After 2 Studies, Methane Puzzle Persists

Joanna M. Foster, The New York Times

One climate-science conundrum, two research teams, two independent approaches, two seemingly conflicting conclusions.

The unsolved mystery, or perhaps now, twice-solved mystery: Why did atmospheric methane levels, steadily on the rise since record-keeping began, abruptly level off and stabilize in the last three decades?

Methane, which is primarily found deep within the earth and deep within the guts of microbes, is one of the most potent greenhouse gases, second only to carbon dioxide in its impact.

The two research teams, both from the University of California at Irvine, published their findings this week in the Journal Nature. One team, led by the earth sciences researcher Murat Aydin, investigated the mystery by drilling into glaciers in Greenland and Antarctica and sampling the air bubbles trapped deep within the perennial snowpack.

The researchers examined concentrations of ethane, a hydrocarbon similar to methane that can be used as a proxy for studying the methane that is released into the atmosphere by the fossil fuel industries.

Fluxes in ethane concentrations can track changes in methane released from the use of fossil fuels. The team found that during the period when methane levels stabilized in the atmosphere, ethane levels dropped.

They suggest that this occurred as natural gas, which is primarily methane, became a valuable commodity in the 1980’s and was more actively captured for sale instead of being released as a worthless byproduct of drilling.

The second team, led by the earth sciences researcher Fuu Ming Kai, analyzed air samples collected  since the 1980’s, relying on the different isotopic signatures of methane from deep within the earth and methane from deep inside microbes to parse the relative contributions of each to overall atmospheric methane levels.

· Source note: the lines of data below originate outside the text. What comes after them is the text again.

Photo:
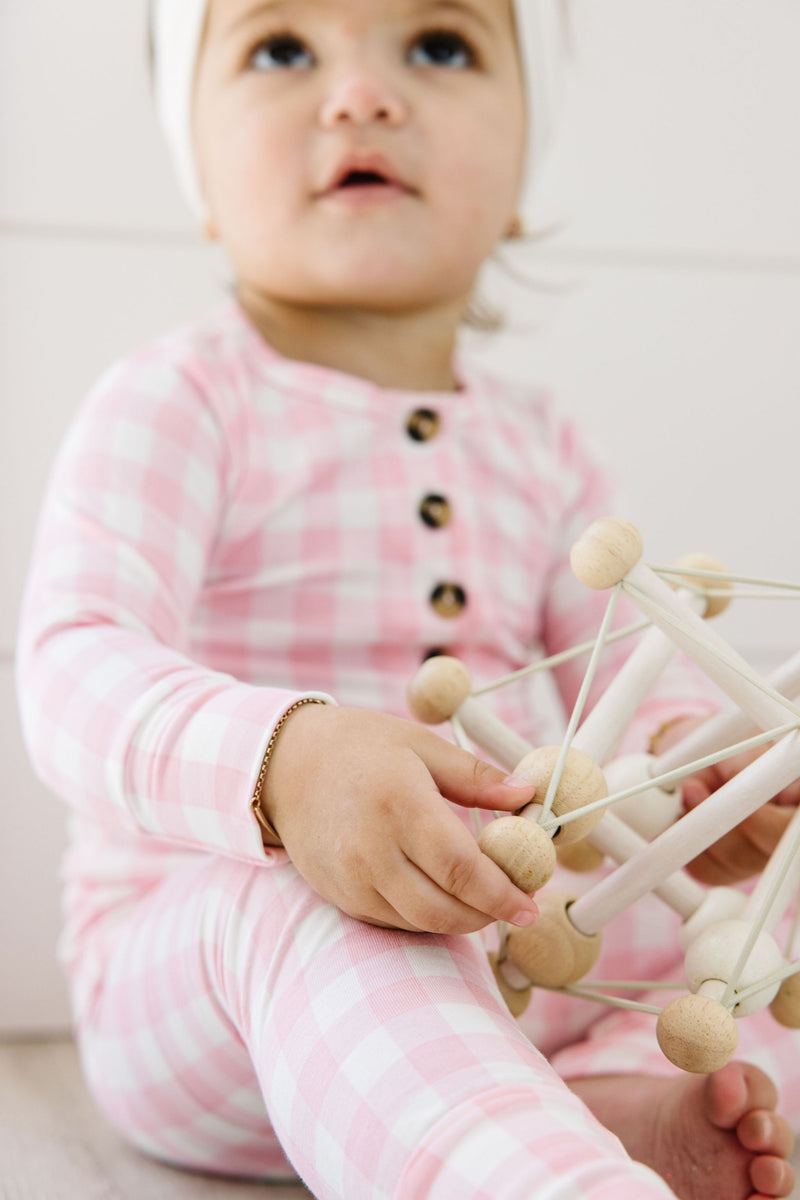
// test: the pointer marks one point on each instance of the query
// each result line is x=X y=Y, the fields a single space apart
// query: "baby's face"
x=360 y=153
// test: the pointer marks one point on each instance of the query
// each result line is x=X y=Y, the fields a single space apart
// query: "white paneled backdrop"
x=663 y=312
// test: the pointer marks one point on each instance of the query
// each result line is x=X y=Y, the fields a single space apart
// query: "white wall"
x=672 y=333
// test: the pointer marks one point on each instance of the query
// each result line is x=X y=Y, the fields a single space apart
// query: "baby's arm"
x=360 y=802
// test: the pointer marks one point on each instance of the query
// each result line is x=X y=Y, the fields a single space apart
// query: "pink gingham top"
x=228 y=531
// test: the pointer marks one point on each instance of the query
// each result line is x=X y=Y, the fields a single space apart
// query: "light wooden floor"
x=55 y=1146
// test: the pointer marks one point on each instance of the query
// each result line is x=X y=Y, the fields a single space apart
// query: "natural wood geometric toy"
x=733 y=963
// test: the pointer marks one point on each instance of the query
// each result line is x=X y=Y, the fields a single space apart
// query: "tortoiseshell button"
x=435 y=653
x=422 y=425
x=447 y=599
x=435 y=511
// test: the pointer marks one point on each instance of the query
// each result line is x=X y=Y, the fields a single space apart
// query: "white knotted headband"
x=176 y=30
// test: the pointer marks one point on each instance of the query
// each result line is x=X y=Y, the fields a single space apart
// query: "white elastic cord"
x=176 y=30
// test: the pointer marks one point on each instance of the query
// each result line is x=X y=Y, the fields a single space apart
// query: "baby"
x=256 y=531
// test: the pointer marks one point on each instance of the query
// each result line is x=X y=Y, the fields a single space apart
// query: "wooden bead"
x=582 y=783
x=715 y=954
x=714 y=605
x=522 y=850
x=579 y=857
x=697 y=1033
x=553 y=953
x=786 y=1006
x=606 y=552
x=516 y=999
x=438 y=689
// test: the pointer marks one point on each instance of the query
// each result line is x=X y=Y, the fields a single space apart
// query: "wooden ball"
x=714 y=605
x=606 y=552
x=582 y=781
x=553 y=953
x=522 y=850
x=516 y=999
x=697 y=1033
x=786 y=1006
x=438 y=689
x=579 y=857
x=715 y=954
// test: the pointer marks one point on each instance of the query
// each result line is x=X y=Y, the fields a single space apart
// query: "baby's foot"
x=707 y=1135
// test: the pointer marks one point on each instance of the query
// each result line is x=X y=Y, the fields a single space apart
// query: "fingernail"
x=517 y=781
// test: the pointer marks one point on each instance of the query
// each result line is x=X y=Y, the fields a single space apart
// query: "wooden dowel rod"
x=617 y=840
x=726 y=729
x=603 y=729
x=701 y=643
x=785 y=861
x=492 y=735
x=690 y=837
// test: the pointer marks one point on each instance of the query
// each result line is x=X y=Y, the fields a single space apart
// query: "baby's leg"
x=384 y=1060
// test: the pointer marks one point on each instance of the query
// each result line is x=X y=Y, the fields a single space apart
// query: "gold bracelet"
x=256 y=803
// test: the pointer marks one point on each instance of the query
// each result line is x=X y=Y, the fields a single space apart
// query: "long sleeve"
x=115 y=711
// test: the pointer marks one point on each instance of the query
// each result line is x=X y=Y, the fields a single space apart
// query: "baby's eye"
x=281 y=53
x=441 y=48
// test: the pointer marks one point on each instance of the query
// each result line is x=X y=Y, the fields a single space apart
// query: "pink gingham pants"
x=247 y=1027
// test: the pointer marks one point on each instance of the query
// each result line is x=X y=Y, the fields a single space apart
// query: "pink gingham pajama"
x=227 y=532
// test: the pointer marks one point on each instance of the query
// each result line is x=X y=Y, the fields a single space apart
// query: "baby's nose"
x=360 y=96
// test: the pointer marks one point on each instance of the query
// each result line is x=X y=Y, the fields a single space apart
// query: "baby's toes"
x=764 y=1132
x=771 y=1176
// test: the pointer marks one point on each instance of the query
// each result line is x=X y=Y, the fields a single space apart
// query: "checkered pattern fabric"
x=227 y=532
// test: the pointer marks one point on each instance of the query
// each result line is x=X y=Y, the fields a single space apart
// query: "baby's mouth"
x=367 y=179
x=364 y=179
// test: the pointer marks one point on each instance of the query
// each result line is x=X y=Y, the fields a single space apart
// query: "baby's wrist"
x=260 y=805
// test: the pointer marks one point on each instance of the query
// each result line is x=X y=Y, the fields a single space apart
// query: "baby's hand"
x=360 y=801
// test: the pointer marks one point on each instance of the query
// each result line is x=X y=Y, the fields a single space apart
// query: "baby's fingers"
x=467 y=780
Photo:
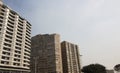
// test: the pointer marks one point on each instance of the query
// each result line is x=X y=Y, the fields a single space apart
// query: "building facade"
x=46 y=54
x=70 y=58
x=15 y=43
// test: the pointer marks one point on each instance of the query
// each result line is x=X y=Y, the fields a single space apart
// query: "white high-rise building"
x=15 y=42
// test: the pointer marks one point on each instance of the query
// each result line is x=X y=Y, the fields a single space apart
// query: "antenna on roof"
x=1 y=1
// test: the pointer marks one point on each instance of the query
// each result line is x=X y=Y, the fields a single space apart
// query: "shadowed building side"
x=70 y=58
x=46 y=54
x=15 y=43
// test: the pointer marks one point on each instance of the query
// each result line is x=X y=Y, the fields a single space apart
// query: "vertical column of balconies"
x=4 y=59
x=78 y=58
x=76 y=61
x=14 y=38
x=71 y=58
x=23 y=46
x=27 y=46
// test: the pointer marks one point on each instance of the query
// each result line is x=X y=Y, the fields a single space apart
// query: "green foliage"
x=94 y=68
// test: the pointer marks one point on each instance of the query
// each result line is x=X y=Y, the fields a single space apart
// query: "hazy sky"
x=92 y=24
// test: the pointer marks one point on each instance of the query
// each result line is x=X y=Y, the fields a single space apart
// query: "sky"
x=94 y=25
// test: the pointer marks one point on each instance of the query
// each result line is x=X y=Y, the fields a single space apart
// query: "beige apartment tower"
x=70 y=58
x=14 y=42
x=46 y=54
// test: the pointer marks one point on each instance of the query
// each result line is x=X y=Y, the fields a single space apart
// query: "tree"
x=117 y=67
x=94 y=68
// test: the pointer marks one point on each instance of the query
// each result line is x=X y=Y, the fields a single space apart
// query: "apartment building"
x=46 y=54
x=15 y=42
x=70 y=58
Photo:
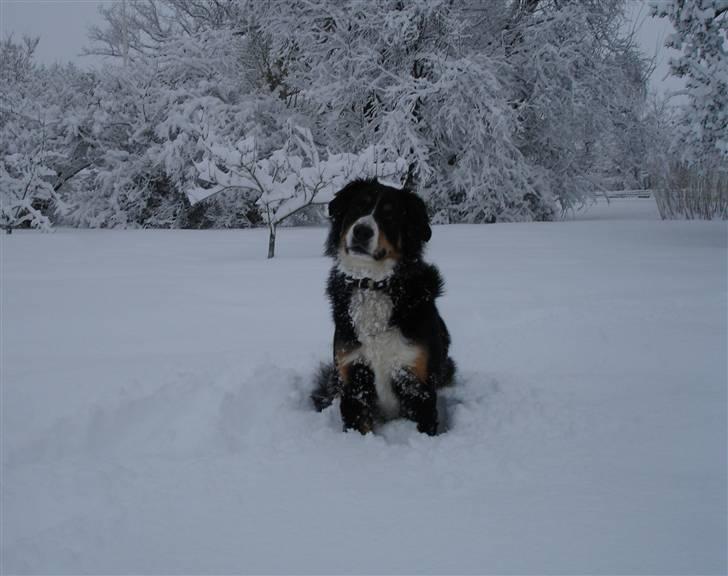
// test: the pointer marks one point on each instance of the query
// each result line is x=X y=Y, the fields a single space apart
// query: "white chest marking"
x=383 y=348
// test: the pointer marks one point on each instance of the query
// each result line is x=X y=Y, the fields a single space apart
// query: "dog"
x=391 y=346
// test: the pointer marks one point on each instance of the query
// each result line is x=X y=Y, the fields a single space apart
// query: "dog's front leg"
x=358 y=398
x=417 y=399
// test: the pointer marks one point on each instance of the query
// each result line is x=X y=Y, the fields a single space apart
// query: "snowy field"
x=155 y=416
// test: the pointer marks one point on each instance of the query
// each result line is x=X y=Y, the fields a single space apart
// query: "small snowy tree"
x=288 y=179
x=692 y=181
x=27 y=194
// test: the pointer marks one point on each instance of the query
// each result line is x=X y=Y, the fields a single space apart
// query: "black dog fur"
x=390 y=343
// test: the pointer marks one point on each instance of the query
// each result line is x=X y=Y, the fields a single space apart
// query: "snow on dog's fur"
x=390 y=353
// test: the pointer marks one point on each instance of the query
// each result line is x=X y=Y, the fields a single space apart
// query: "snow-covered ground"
x=155 y=415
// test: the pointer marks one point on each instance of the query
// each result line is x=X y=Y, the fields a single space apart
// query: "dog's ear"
x=342 y=199
x=418 y=222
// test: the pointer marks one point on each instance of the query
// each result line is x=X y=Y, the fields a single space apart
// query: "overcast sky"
x=62 y=27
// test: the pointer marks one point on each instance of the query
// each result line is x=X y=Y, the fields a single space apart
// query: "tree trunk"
x=272 y=241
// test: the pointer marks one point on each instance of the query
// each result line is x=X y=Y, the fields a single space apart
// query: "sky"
x=62 y=27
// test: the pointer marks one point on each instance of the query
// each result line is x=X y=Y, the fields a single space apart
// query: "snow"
x=155 y=416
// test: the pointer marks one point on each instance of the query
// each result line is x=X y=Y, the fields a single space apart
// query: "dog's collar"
x=367 y=283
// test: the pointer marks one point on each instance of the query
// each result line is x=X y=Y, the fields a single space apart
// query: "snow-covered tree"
x=501 y=108
x=38 y=135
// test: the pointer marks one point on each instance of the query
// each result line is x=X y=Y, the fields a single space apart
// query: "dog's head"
x=374 y=226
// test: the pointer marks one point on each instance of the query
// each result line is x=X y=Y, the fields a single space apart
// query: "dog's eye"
x=365 y=201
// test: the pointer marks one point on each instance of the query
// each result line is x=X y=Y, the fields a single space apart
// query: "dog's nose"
x=362 y=233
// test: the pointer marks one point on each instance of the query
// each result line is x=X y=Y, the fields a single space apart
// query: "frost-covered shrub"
x=693 y=191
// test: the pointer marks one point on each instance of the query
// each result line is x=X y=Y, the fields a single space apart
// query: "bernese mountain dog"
x=390 y=343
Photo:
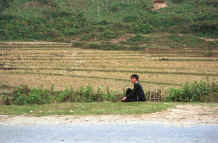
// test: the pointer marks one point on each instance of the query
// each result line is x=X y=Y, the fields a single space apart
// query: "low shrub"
x=24 y=95
x=194 y=92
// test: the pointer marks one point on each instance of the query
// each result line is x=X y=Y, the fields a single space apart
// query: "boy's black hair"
x=135 y=76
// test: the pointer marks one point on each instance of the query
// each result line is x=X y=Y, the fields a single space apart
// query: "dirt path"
x=182 y=114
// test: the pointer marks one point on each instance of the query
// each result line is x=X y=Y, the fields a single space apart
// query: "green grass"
x=85 y=108
x=101 y=21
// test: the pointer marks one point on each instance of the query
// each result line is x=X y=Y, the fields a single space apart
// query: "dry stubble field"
x=44 y=64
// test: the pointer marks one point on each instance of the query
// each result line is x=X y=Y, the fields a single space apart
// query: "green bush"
x=197 y=91
x=24 y=95
x=143 y=28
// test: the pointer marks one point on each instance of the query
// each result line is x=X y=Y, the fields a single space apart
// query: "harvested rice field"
x=64 y=66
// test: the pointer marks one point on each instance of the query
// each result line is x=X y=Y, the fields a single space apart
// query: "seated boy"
x=135 y=94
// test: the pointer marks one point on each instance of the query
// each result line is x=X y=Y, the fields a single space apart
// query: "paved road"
x=109 y=133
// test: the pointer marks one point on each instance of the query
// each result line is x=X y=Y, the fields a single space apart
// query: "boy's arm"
x=135 y=89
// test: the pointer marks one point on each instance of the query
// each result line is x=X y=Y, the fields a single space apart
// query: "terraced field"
x=60 y=64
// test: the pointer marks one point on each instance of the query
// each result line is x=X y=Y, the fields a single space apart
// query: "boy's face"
x=133 y=80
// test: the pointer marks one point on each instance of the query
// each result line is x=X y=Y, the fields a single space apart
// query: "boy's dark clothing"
x=135 y=94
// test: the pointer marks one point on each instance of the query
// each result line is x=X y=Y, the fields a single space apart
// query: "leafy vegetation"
x=197 y=91
x=201 y=91
x=103 y=20
x=23 y=95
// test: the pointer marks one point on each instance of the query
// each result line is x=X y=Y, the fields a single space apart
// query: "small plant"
x=197 y=91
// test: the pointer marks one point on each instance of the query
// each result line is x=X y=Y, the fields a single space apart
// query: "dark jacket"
x=135 y=94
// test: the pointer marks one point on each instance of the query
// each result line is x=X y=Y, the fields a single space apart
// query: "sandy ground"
x=182 y=114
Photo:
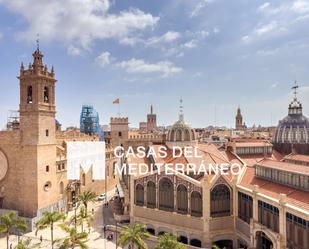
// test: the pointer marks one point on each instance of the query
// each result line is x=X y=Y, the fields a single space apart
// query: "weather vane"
x=38 y=41
x=294 y=88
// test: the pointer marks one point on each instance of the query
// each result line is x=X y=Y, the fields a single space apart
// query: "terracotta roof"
x=253 y=144
x=295 y=197
x=291 y=167
x=297 y=157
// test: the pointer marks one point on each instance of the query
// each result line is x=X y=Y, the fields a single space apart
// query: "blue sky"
x=215 y=54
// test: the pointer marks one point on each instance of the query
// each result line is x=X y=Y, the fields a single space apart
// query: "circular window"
x=47 y=186
x=3 y=165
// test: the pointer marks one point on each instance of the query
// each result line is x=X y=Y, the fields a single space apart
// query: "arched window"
x=196 y=243
x=46 y=94
x=192 y=135
x=84 y=180
x=178 y=135
x=196 y=204
x=29 y=95
x=220 y=201
x=151 y=195
x=182 y=199
x=166 y=195
x=61 y=188
x=172 y=135
x=139 y=195
x=187 y=135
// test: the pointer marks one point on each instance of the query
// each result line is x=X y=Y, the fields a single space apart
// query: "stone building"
x=292 y=133
x=265 y=206
x=239 y=125
x=33 y=176
x=151 y=121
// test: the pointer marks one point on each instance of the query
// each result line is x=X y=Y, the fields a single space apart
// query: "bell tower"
x=37 y=102
x=238 y=120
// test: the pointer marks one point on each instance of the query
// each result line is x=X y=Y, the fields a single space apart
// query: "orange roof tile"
x=291 y=167
x=295 y=197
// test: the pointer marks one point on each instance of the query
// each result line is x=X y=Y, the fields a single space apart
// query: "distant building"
x=89 y=120
x=292 y=133
x=151 y=120
x=239 y=125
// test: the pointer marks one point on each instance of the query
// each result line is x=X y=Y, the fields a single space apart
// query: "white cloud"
x=78 y=21
x=190 y=44
x=72 y=50
x=138 y=66
x=263 y=7
x=169 y=36
x=274 y=85
x=267 y=28
x=301 y=6
x=103 y=59
x=199 y=7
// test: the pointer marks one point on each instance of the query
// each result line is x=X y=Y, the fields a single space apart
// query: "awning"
x=120 y=191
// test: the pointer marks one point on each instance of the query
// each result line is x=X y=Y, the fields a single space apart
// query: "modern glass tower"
x=89 y=120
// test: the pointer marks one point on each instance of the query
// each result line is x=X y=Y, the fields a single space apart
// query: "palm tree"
x=86 y=197
x=133 y=235
x=81 y=217
x=26 y=244
x=48 y=220
x=74 y=239
x=168 y=240
x=10 y=221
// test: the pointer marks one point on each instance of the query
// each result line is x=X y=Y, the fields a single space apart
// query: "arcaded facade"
x=265 y=206
x=33 y=168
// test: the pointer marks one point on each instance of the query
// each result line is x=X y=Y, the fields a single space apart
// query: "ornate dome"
x=293 y=130
x=181 y=131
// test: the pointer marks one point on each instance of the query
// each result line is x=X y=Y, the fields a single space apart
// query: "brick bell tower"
x=38 y=137
x=37 y=102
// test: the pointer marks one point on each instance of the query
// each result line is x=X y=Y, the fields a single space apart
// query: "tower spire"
x=181 y=116
x=38 y=41
x=294 y=88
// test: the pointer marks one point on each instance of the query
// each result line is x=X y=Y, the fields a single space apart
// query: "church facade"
x=265 y=206
x=33 y=168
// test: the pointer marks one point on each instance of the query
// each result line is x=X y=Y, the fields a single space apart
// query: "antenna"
x=181 y=109
x=38 y=41
x=294 y=88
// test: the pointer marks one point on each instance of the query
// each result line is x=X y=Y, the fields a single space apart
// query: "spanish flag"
x=116 y=101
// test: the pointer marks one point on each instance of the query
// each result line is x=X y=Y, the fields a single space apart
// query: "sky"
x=214 y=54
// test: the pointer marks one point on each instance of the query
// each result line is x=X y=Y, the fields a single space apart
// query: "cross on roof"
x=294 y=88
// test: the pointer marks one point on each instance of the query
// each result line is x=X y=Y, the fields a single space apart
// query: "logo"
x=85 y=156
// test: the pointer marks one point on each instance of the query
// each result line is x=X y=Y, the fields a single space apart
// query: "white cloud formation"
x=103 y=59
x=199 y=7
x=169 y=36
x=278 y=19
x=72 y=50
x=301 y=6
x=267 y=28
x=78 y=21
x=138 y=66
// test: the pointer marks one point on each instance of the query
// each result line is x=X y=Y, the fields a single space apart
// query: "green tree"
x=10 y=221
x=82 y=217
x=168 y=240
x=133 y=235
x=26 y=244
x=74 y=238
x=86 y=197
x=48 y=220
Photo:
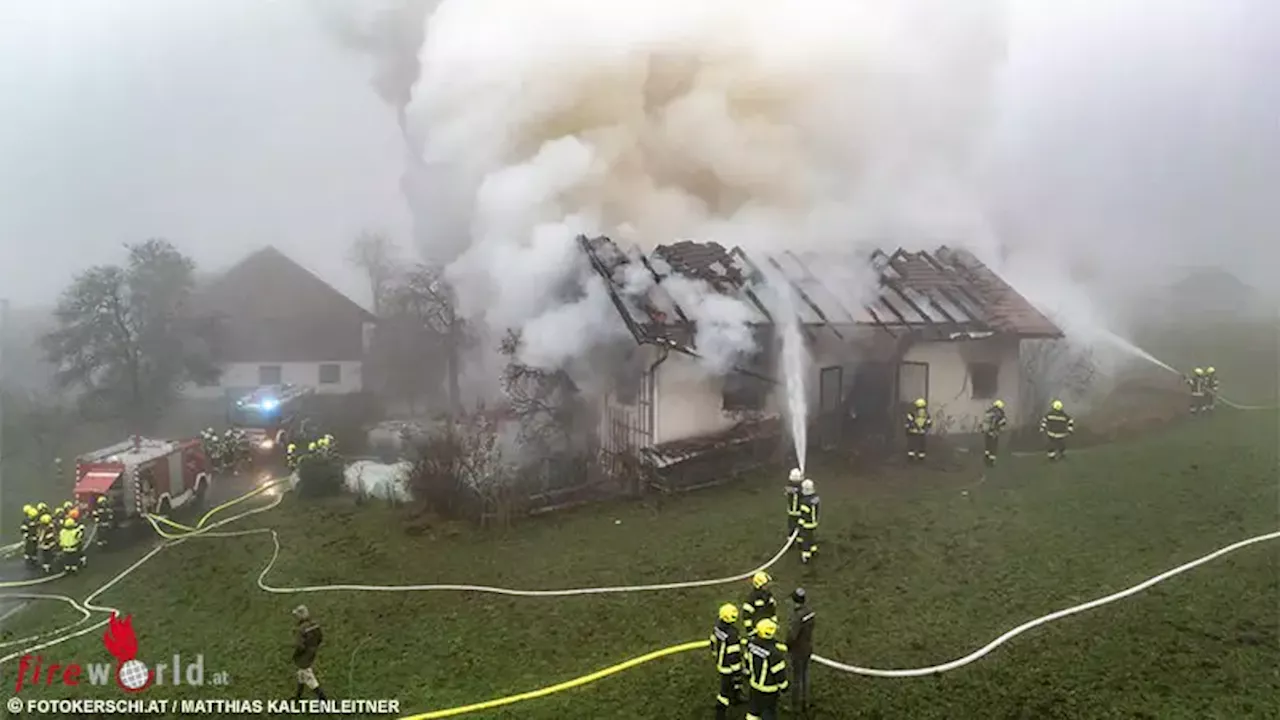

Methane from deep within the earth has a higher ratio of the carbon isotope C13 to C12, another carbon isotope; methane from microbial sources has a lower ratio of C13 to C12. The team found that over time, their presence in the atmosphere shifted toward a higher C13 to C12 ratio. That would suggest that methane from fossil fuel sources was having a larger influence than methane from microbial sources.

The researchers said this might have reflected changes in agricultural practices in Asia like switching from organic to inorganic fertilizers and draining the rice paddies at midseason to save water, which created a less favorable environment for methane-releasing microbes.

While the conclusions of the two studies seem to be in opposition, it is possible that both are at least partly right and that other factors have an even larger influence on the methane budget in the earth’s atmosphere. Both teams of researchers point out that neither of them took a deep look at methane sinks, for example, some of which are negative feedback loops, growing stronger in effect as methane levels increase.

Both sides also acknowledge that neither theory explains why since around 2006, methane levels have again been on the rise. The recent trend makes it more urgent than ever to understand the human influence on methane concentrations in the atmosphere, scientists say, so that it can be controlled to combat global warming.